The floor shimmered.
“Well, you lied in his defence,” the boy said, “and you have been lying all along.”
My breathing was rapid and shallow.
“I could not afford to lose everything.”
“You already did,” the boy said.
“You lost Ayaka. And you forgot her too, and did not cling. That’s why you’re here.”
A long silence fell. The face of the boy screwed up but slightly.
“You left me here. All alone. It was that you could not endure to recollect how it used to feel.”
I reached out slowly. The boy recoiled. I whispered, “I know I did all of that.
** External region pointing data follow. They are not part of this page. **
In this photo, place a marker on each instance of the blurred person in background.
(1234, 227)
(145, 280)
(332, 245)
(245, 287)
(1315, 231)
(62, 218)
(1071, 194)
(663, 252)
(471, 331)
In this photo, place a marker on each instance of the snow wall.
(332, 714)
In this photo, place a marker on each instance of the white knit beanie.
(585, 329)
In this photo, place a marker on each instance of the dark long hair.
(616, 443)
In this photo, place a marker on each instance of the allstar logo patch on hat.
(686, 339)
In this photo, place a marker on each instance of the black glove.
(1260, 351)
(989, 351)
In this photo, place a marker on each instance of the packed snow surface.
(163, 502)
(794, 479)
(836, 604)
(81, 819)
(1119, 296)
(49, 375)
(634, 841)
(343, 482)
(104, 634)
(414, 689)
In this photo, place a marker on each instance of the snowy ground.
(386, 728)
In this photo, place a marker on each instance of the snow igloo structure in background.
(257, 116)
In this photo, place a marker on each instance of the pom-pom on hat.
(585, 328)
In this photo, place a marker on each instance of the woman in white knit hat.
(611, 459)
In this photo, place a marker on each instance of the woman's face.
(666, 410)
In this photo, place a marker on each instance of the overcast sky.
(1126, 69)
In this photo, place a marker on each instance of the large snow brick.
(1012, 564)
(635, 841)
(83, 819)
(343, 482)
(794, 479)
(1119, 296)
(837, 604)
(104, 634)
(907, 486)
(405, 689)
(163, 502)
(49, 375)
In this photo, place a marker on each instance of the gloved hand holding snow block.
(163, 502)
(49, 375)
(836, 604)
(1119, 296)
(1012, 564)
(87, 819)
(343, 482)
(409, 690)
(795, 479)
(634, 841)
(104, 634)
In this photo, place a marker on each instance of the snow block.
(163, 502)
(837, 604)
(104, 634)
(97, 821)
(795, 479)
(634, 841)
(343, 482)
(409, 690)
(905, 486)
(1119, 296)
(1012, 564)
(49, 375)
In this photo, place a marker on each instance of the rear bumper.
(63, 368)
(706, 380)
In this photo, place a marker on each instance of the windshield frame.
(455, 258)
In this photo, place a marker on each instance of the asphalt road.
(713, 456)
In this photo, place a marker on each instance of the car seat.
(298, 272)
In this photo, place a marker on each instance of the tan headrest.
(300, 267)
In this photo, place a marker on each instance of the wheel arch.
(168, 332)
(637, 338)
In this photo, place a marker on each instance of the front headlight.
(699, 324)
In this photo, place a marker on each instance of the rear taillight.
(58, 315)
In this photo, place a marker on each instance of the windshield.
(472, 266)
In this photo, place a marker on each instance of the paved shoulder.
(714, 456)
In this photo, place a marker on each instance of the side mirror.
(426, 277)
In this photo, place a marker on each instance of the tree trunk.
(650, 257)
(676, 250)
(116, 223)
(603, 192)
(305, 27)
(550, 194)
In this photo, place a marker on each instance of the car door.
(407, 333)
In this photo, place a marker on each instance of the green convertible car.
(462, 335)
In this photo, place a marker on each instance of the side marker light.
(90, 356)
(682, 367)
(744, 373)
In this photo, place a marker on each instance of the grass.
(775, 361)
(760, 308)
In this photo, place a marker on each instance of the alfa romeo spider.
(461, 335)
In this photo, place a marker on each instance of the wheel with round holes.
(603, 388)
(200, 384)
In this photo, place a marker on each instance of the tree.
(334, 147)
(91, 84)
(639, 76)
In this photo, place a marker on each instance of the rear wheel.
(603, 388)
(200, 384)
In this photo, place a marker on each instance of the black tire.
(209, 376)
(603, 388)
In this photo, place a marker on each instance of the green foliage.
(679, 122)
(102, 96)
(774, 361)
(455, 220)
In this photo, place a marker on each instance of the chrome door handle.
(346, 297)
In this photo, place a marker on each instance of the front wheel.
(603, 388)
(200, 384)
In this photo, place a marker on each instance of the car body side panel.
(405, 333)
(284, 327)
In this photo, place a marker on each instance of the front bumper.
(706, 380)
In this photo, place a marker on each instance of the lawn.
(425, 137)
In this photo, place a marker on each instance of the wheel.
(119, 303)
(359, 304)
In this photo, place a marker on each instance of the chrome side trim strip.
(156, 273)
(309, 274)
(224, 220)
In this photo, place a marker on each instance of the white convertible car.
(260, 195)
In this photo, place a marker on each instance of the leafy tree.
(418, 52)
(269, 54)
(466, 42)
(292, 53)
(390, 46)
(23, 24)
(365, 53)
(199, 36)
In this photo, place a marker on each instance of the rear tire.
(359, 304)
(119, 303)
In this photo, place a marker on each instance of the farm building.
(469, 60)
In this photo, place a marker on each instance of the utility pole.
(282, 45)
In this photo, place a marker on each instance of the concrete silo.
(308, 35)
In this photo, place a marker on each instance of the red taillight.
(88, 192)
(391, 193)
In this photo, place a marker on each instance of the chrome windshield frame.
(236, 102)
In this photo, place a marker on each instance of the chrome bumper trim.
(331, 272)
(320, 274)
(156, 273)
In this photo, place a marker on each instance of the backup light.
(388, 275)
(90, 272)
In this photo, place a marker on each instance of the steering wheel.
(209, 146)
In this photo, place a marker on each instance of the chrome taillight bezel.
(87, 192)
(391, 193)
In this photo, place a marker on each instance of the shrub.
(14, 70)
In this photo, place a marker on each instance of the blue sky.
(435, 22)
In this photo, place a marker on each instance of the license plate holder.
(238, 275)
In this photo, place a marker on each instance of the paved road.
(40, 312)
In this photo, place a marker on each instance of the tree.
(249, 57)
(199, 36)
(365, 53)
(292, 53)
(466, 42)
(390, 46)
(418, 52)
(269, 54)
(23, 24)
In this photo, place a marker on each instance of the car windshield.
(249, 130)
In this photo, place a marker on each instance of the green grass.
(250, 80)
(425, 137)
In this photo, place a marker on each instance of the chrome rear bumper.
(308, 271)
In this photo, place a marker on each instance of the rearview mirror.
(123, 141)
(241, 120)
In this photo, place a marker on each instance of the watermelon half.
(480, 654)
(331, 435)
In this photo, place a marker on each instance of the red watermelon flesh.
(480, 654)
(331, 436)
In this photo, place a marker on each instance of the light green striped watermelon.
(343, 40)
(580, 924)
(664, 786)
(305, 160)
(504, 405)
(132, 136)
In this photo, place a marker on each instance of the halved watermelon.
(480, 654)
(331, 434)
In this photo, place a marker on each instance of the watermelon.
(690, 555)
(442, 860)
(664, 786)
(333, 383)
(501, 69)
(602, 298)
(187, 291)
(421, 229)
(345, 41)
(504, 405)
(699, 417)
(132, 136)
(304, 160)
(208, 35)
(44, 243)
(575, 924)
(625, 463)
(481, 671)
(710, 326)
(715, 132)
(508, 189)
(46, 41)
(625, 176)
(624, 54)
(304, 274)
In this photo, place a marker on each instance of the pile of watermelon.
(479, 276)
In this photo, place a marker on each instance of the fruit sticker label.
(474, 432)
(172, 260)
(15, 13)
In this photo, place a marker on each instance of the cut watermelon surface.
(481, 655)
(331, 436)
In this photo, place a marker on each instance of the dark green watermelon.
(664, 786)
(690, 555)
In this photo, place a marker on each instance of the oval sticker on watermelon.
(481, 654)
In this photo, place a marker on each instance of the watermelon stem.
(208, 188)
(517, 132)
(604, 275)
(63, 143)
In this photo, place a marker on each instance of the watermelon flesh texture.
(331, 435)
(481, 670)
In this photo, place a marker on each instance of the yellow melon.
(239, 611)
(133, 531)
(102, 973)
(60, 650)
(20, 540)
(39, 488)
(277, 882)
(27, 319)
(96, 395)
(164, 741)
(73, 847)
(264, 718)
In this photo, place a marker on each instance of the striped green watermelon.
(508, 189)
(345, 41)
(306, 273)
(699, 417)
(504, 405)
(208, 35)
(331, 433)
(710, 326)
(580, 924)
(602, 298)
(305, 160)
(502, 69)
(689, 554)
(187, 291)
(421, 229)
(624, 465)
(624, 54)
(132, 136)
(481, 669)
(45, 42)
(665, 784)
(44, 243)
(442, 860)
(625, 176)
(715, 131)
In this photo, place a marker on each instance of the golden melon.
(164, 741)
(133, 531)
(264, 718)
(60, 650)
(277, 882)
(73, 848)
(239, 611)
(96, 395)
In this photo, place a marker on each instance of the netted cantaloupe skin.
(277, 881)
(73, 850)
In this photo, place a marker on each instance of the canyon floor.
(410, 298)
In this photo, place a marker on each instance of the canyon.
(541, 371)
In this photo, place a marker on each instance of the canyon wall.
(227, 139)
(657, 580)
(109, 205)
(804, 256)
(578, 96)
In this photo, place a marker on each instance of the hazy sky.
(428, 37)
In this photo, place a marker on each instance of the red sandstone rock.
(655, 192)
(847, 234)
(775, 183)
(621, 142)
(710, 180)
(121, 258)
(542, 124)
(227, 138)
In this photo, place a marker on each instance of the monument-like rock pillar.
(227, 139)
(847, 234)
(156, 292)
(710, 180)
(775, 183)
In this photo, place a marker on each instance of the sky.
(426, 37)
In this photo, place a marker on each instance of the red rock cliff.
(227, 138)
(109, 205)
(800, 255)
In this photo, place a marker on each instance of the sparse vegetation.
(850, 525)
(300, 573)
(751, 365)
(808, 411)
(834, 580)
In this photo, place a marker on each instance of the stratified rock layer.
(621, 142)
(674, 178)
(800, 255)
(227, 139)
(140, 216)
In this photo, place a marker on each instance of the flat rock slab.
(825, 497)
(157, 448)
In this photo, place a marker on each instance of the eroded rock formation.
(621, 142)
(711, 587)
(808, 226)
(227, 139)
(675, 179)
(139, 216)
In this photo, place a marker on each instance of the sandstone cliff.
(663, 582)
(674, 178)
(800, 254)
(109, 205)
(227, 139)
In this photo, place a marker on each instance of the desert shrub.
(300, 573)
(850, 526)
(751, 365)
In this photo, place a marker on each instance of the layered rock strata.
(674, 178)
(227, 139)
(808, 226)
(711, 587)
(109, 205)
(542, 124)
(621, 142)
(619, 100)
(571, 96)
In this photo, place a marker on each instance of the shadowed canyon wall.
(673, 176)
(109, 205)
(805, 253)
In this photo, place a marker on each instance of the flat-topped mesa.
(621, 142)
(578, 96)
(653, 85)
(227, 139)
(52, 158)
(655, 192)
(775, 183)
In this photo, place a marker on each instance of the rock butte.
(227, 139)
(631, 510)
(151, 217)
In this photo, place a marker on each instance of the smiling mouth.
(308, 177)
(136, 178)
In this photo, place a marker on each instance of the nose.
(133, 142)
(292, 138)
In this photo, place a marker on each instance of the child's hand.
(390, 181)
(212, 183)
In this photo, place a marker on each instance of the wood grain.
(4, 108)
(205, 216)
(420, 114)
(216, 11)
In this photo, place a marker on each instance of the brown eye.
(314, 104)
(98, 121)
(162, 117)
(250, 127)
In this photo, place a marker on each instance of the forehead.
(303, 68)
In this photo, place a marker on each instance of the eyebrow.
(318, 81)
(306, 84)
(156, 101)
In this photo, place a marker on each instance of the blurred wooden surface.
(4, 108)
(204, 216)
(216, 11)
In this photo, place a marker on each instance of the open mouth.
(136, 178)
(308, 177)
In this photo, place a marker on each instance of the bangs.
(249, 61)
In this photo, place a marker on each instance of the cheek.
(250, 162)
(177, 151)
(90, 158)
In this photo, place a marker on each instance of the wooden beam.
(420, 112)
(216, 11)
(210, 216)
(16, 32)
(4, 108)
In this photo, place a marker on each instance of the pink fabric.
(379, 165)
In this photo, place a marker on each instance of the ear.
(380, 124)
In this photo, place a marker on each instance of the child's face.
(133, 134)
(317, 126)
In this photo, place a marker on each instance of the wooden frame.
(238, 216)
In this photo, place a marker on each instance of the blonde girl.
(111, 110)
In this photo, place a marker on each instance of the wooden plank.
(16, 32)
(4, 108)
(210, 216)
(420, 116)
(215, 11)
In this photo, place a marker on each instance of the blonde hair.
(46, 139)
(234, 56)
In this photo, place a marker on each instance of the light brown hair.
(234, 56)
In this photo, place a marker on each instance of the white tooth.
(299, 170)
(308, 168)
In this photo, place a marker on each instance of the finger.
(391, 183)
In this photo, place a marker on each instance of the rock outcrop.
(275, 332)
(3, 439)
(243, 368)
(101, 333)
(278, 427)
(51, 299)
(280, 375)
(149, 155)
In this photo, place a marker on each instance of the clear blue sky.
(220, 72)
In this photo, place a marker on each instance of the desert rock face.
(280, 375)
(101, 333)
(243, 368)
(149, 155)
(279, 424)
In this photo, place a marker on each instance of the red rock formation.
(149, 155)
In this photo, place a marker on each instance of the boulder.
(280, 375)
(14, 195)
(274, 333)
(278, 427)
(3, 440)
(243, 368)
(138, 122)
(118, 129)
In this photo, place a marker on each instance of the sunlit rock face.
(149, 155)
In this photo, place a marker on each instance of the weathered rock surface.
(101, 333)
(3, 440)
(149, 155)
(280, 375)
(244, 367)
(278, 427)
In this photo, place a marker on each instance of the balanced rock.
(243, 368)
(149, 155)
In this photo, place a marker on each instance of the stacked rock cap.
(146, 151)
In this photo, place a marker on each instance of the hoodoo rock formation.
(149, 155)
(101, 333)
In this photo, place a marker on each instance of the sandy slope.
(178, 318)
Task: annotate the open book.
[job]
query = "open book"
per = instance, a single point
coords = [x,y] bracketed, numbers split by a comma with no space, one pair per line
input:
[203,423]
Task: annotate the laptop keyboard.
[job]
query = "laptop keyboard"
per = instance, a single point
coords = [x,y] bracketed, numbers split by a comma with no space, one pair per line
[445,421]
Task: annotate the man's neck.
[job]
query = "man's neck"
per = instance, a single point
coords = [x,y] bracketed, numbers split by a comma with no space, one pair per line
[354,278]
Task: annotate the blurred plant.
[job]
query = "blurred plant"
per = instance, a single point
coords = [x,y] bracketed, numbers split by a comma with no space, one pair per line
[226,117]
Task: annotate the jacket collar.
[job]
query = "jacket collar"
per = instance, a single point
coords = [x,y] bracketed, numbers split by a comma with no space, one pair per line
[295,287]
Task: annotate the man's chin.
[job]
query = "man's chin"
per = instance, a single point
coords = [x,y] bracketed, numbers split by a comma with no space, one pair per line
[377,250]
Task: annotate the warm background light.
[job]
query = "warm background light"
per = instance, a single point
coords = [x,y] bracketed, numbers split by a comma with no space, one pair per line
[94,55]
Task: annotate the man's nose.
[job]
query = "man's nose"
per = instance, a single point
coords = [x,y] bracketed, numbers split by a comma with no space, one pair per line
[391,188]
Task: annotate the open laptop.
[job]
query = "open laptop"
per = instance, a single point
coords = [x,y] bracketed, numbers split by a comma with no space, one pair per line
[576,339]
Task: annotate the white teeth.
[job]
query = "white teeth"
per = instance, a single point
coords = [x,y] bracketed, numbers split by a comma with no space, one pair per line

I claimed it was survival but it was cowardice.”
I swallowed.
“I was scared,” he admitted. “And I never wanted to be you again.”
The boy turned his face away.
Haruto let the silence hang.
“You waited here,” he said. “All of this time. You would have preserved the most unpleasant of them because I must go on.
He reached into his pocket. There was, somehow, impossibly, this broken keychain bell again, the one the boy was carrying. He held it up.
“I still remember this,” he said. The boy stared at his keychain, then at Haruto.
“You’re not brave.”
“I know.”
“You’ll forget even more.”
“I know.”
“You’re going to lose Hina.”
That hit hard.
Haruto didn’t answer.
The boy walked forward - gradually - until he was quite near him.
Then, he held out the bell.
“Take it,” he said.
Haruto hesitated.
“You are not a great guy”, the kid kept on saying.
“But you came anyway. That counts.”
Haruto took the bell.
The grin placed on the boy was merely a smile. Only for a second. Then he fuzzed out and got pixelated like a memory in your brain, rather than falling. Haruto did not take the trouble to pay attention. He forced himself to watch.
The lights were dimmed, and so was the corridor. Nothing more than just a blank white space still in flux to the adjoining area. Hina was stretched on the edge, against a half-complete bench. The lady appeared to be a ten-year-old in ten minutes.
She bobbed on its hook. Haruto advanced toward him with that bell still in his hand. “It was you,” she murmured.
“Right? That echo?”
He nodded. She blinked wide. “That shouldn’t have happened.”
Haruto sat down next to her.
Her eyes were wet, all of them, glaring like statically.
“You were a good kid.” Haruto shook his head.
“You were,” she said. “You were frightened, little, idiotic-- but yet you wanted to do the best thing.”
She nearly leaned against his shoulder. “I wish I could have met you so long ago,” she thought. He felt her shiver.
“I forgot my name, I think.”
Haruto spun around. “What?”
“I mean… not fully. I know it’s Hina. but when you told me it a moment ago it was not at all your second, it was not your own at all.”
He swallowed. His watch buzzed softly.
07:56:00.
No alarm, just the tick. Time is rolling--or memories are slip-sliding.
The minimal length format worked. The system was no longer monitoring his survival to understand its ability to retain him. Seven hours were not enough to reach a die indicator -seven hours were enough to succumb to a total system reboot.
“You’re still here,” he said.
“For now.”
He squeezed her hand.
She kept it tight. And here somewhere above, a ring of a bell had been or once-- gentle, but long.